Yeah, well, there were some days when I thanked god for the Eclipse's refactoring capabilities. I had to refactor large amounts of code at one time and had I done it by hand, it would have surely taken a lot more time and would have been a much more tedious process. Not to mention that I would've probably introduced one or two more or less subtle bugs while doing that. This fact alone is enough to make me assured that, when writing code for a large enterprise app, IDEs just can't be beaten.


>> "when writing code for a large enterprise app, IDEs just can't be beaten."

For that case, then yes you're probably right. Thank god I don't write 'enterprise apps'. IDE's are good for getting mediocre productivity out of bad programmers.


IDE's are good for getting mediocre productivity out of bad programmers.

No, that's what Java is good for.

IDEs are good for maximizing the productivity that any programmer gets out of Java. Otherwise the best Java programmers wouldn't use them.


Anecdotal again, but every worthwhile programmer I've known does not use an IDE. But then as I say, a lot of this is semantics. My terminal, and my brain, is my IDE.


Anecdotal again, but every worthwhile programmer I've known does not use an IDE.

Not going to touch this other than to note that at Google, IBM, and Sun, most of the Java devs use one of the big 3 (Eclipse, Netbeans, or IntelliJ), you can certainly ask around if you doubt this.


I don't really look to big corporations to decide what to use. That was the whole reason I started a company.

Big corporations do things that make sense for big corps. One is to treat programmers like factory workers and have them all use standard coding styles, IDEs, etc. Everyone is just a cog and easily replaceable.


You're moving the goalposts. Your anecdote specifically related to "worthwhile programmers", not company size. Unless you're prepared to argue that most Google/IBM/etc. coders are not worthwhile?


Wait, what? Standard coding style is now somehow a bad thing? From your previous comments I can also see that you dislike debuggers? Doing things your way may work if you write small-scale applications, but when you have to work on a large-scale application with several other programmers, there is just no way that you can do that without some coding standards and IDE's debugging and refactoring capabilities. What I really want to say is, look, don't make it sound like all the programmers using IDEs are somehow worse because they use them - they have to maintain large codebases, and without IDEs to help them, they would really have a hard time doing their jobs.


My experience has been that different languages require different tools. Emacs has always been great for my Javascript and Python work, but, even with JDE, I can't get a good flow going with Java.

Regardless of how tough it makes you, I think it makes you smart for using the tools you work best with. :)


"Who fixes a bug by making something dependent on the dll/exe company name? Stupid...How are those outsourced indians working for you now Oracle and Sun!!!!"

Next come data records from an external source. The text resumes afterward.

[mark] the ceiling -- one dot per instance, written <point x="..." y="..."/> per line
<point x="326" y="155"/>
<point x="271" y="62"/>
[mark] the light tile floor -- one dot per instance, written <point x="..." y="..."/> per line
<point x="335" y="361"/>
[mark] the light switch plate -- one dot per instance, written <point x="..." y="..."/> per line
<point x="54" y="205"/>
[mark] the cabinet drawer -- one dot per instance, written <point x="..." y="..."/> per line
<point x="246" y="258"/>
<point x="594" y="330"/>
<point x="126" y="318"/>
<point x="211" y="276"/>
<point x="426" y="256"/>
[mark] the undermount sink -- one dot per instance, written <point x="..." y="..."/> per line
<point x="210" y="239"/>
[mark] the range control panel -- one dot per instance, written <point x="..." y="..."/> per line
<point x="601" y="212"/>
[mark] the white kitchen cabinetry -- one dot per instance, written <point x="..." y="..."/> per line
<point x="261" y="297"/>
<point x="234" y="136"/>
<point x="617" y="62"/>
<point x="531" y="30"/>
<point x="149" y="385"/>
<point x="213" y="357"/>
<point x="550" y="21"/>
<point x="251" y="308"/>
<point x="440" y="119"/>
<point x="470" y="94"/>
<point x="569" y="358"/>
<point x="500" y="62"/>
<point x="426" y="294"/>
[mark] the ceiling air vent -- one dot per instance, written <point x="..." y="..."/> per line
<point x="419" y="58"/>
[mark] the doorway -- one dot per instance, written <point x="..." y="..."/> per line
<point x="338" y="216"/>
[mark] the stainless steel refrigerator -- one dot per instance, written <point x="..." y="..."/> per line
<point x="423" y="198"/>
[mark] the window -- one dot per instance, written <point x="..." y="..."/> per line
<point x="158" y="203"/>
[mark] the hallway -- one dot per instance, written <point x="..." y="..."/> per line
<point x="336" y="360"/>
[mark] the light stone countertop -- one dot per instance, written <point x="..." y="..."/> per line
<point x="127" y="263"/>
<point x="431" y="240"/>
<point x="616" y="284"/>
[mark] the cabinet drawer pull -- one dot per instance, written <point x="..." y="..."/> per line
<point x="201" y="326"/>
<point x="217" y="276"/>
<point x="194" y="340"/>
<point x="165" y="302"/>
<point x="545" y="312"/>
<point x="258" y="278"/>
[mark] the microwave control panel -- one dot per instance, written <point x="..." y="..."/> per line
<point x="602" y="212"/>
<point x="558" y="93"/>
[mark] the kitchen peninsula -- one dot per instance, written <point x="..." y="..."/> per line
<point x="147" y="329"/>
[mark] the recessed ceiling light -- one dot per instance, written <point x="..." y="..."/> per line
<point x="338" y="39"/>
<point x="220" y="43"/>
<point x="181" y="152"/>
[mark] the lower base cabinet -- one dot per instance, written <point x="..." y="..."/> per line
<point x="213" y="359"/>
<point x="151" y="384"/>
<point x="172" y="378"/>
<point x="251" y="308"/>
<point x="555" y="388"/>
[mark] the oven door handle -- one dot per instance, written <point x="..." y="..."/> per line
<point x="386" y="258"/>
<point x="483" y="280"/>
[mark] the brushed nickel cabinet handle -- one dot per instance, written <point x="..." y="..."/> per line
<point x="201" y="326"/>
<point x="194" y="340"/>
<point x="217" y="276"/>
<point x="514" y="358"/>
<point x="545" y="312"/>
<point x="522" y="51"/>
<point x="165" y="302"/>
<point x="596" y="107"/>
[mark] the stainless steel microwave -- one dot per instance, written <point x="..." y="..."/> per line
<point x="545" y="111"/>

Uh, did Oracle/Sun develop Eclipse?


SandGorgon's law: As an online discussion about PROGRAMMING grows longer, the probability of a comparison involving outsourcing or Indians approaches 1, if Godwin's law has not already been satisfied


I've never been clear on whether stating Godwin's Law is equivalent to it happening? All of these Internet Laws can be confusing.


unless used in a reductio ad hitlerum or a reductio ad outsourcedum situation, it does not apply.


For those of you that don't know Godwin's law, it states: "As an online discussion grows longer, the probability of a comparison involving Nazis or Hitler approaches 1".


Actually, Godwin's law states the the probably of comparing your opponent/opposing side to the Nazis or Hitler approaches one.

You need that ad hominem for it to be a Godwin.


Ah, sorry. I didn't actually know the law. Looked it up on Wikipedia.

http://en.wikipedia.org/wiki/Godwin%27s_law

It's wrongly stated there, so you might want to change it there as well.



No, IBM and Object Technology International did.